Derekh HaNitzotz
- Type: Weekly newspaper
- Publisher: HaNitzotz–Al Sharara
- Ceased publication: February 1988
- Political alignment: Leftist
- Language: Hebrew
- Country: Israel
- Sister newspapers: Tariq Al Sharara

= Derekh HaNitzotz =

Newspaper in Israel

Derekh HaNitzotz (The Way of the Spark) was an Israeli weekly newspaper which was closed by the Israeli authorities in 1988. It was the first Hebrew-language newspaper banned in Israel.

==History and profile==
Derekh HaNitzotz was started by the leftist figures who left the Matzpen movement. It was published by HaNitzotz–Al Sharara company on a weekly basis. The editors of the paper included Israeli Jews, and one of them was a Palestinian. The paper had an Arabic sister newspaper entitled Tariq Al Sharara. It had a leftist political leaning. Le Monde reported that the paper had a circulation of 800 copies and that its Arabic version had a circulation of 3,000 copies.
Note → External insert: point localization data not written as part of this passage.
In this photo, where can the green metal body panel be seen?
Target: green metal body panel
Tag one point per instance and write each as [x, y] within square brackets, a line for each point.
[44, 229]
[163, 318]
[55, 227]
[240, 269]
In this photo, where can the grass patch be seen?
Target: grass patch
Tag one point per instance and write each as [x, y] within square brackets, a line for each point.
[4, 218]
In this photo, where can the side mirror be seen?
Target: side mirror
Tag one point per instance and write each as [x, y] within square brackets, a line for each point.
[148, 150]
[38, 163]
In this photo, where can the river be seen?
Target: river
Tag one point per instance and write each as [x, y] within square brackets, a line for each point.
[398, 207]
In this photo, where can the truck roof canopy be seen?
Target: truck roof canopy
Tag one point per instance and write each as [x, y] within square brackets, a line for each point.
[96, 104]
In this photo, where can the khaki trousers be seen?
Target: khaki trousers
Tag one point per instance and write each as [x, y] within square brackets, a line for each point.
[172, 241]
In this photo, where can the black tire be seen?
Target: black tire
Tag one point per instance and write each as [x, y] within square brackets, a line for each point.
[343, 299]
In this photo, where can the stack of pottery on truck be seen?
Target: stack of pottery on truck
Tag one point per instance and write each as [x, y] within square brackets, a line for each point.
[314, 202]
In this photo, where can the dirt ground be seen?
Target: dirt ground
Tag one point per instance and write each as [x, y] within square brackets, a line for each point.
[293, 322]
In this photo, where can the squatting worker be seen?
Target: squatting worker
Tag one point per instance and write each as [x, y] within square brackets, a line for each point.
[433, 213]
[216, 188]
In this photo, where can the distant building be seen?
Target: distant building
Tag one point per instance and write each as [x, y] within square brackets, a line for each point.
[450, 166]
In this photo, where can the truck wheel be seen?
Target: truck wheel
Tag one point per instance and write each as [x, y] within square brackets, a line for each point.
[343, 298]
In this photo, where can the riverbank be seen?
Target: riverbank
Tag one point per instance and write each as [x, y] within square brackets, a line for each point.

Derekh HaNitzotz specialized in investigative reports and news about the events in the Palestinian territories. Roni Ben-Efrat, a journalist for the paper, published an article in March 1987 about a pregnant Palestinian women, Naila Ayesh, who was arrested and tortured denying medical treatment. However, this news was not commonly featured in the Israeli media outlets except for now-defunct Hadashot.

The license of Derekh HaNitzotz was revoked by the Jerusalem District Commissioner in February 1988 due to its alleged connection with the Democratic Front for the Liberation of Palestine. Immediately after its closure several journalists working for Derekh HaNitzotz were arrested and tried. Felicia Langer, a lawyer and human rights activist, headed the legal team defending these journalists. Their trial ended in January 1989, and most of them were sentenced to imprisonment with varying periods. After their release from prison these people left Israel and settled in Germany.

The case of Derekh HaNitzotz was one of the actions which Israel carried against the internal opposition groups during the early period of the First Intifada.